The $4-million mansion of the Treasury secretary and bailout boss, plus homes of other stars of the financial fiasco

At its simplest level, the economic crisis can be traced to the buying and selling of homes. And the major players in the drama—whether they’re blamed for the mess or charged with cleaning it up—all return at the end of the day to their own houses.

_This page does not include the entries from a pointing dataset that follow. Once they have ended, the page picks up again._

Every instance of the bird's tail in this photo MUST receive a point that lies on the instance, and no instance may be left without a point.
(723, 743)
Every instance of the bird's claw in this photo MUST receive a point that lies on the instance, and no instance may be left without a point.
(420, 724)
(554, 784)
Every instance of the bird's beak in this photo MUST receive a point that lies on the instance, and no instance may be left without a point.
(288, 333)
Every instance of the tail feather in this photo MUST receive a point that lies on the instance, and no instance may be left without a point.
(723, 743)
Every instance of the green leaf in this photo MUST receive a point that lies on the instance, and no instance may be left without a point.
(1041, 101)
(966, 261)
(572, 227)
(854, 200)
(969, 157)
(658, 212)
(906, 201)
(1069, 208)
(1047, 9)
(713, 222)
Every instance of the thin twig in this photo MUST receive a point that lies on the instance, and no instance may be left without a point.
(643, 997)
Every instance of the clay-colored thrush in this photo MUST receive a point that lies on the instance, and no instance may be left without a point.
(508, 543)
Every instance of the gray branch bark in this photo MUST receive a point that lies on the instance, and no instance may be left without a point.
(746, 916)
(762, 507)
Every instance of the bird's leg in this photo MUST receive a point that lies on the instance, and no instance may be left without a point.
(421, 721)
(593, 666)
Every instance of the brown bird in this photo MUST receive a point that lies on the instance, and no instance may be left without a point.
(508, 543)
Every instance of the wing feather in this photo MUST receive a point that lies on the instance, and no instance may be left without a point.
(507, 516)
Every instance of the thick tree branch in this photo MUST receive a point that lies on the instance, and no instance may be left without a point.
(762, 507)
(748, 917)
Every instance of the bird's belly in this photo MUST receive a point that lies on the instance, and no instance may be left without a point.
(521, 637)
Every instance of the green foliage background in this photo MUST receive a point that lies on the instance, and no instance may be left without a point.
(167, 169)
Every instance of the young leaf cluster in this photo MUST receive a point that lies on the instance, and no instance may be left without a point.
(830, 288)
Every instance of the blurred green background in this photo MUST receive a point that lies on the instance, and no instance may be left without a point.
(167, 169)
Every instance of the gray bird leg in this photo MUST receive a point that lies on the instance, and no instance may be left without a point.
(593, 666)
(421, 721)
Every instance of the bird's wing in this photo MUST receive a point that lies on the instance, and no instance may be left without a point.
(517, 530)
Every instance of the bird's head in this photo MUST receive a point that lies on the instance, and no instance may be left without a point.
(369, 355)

Some ride high despite the carnage. In June, former Fannie Mae head Frank Raines spent $4.9 million on a three-bedroom, seven-bath condo in the West End’s Ritz-Carlton Residences. Less than a mile away is Speaker of the House Nancy Pelosi’s $1.1-million condo along the Georgetown waterfront.

Here’s a look at the houses of the bailout newsmakers.

Henry Paulson

Secretary of the Treasury

Massachusetts Avenue Heights, DC (photo above)

Assessed value: $3.9 million

Market value: $4.5 million

Ben Bernanke

Chair of the Federal Reserve

Capitol Hill

Assessed value: $885,000

Market value: $1.13 million

Alan Greenspan

Former chair of the Federal Reserve

Kent, DC

Assessed value: $1.7 million

Market value: $1.95 million

Chris Cox

Chair of the Securities and Exchange Commission


Assessed value: $1.7 million

Market value: $1.95 million

Daniel Mudd Former

President of Fannie Mae

Cleveland Park, DC

Assessed value: $6.2 million

Market value: $8.5 million

Jamie Gorelick

Former Fannie Mae vice chair, Clinton-administration deputy attorney general

Chevy Chase

Assessed value: $1.3 million

Market value: $2.5 million

Estimates of market value provided by a local real-estate agent.